Amateur radio operators (hams) run into this often.  It is critical to tend 
to all NiCD,  NiMH, and Li-ion batteries monthly.  If you drain (discharge) a 
battery, let it fully cool, then get it on a charger without delay.  I make 
it a point to rotate all my batteries to keep them both fully charged and in 
good condition with intended use loads.

Letting a battery stand too long (<30 days) will always discharge the 
battery.  The least prone to this effect is the typical non-rechargeable 
alkaline batteries.  Car batteries, RV deep cycle batteries, and of course 
laptop batteries do need charged whether you use them or not.  Prolonged 
negligence will always damage them, after a while, the damage is too much and 
many newer chargers won't even try to charge them (that's when the little red 
light starts blinking on the laptop).  Also over discharging a battery can 
cause polarity reversal, this is caustic to the remaining cells in the pack. 
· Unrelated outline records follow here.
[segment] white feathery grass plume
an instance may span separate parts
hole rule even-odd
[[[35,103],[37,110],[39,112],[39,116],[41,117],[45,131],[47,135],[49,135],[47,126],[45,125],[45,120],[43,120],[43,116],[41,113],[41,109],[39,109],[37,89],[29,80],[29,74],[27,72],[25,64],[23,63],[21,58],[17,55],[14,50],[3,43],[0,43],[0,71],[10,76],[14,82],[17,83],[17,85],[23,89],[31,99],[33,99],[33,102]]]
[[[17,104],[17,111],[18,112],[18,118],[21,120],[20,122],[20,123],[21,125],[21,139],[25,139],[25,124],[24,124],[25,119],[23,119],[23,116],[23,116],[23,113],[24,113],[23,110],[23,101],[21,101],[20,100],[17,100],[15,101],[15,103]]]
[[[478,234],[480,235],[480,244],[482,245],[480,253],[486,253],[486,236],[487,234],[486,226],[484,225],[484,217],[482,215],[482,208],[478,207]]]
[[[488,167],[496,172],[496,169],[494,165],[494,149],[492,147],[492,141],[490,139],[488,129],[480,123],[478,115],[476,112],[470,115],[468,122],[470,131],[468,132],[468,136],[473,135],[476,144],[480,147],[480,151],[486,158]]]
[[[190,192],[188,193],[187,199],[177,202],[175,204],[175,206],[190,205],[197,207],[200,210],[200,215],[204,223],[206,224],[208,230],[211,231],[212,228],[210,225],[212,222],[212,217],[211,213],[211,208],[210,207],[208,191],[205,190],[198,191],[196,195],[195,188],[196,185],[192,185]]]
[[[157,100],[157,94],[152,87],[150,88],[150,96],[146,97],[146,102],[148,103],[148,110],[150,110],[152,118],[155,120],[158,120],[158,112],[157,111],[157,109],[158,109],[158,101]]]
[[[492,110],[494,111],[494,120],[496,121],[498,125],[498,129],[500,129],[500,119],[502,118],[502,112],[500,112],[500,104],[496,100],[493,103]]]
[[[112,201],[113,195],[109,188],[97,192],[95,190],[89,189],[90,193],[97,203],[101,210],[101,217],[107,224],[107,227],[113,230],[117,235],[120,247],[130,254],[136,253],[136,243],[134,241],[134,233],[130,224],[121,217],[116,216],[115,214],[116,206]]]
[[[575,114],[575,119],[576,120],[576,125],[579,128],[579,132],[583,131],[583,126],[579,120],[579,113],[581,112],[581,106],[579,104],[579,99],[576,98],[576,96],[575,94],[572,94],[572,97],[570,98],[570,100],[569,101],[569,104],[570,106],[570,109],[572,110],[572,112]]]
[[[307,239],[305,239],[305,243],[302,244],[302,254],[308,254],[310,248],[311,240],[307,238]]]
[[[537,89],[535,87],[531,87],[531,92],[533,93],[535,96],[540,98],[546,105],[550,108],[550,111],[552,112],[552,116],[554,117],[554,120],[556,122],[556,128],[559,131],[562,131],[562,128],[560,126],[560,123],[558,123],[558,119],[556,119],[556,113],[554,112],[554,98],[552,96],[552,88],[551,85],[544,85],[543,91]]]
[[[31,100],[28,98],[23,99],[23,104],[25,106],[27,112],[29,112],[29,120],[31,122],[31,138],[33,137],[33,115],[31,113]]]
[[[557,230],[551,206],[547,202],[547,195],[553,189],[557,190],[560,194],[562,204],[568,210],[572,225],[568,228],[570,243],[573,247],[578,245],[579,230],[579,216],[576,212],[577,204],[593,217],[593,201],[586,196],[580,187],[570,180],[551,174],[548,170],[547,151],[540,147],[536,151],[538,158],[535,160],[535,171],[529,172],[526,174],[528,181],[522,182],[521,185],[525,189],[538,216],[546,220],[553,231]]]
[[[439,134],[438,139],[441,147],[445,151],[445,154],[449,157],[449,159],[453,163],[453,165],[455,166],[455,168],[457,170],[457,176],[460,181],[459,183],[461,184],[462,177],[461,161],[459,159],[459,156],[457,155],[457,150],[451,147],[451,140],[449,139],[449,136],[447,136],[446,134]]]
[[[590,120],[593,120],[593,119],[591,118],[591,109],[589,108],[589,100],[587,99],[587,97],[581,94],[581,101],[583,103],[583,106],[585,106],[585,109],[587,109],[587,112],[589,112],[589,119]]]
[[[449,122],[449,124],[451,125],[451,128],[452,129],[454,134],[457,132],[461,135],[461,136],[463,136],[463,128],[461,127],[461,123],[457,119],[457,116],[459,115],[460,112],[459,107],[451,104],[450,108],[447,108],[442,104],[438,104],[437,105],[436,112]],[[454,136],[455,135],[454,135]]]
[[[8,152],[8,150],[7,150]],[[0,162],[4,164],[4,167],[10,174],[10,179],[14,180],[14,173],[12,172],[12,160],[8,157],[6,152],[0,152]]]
Further, if you have the newer Li-ion type batteries, don't interrupt a 
charging cycle.  No, they will no longer explode, but they will begin to 
degrade.  When it's time to charge it, make sure it is fully charged without 
interrupting your charging source power.

If you really want to attempt a salvage, then you will need to learn how the 
cells are packed and where each lead goes.  I would definitely determine if 
you have reversed cells, if so, will, good luck.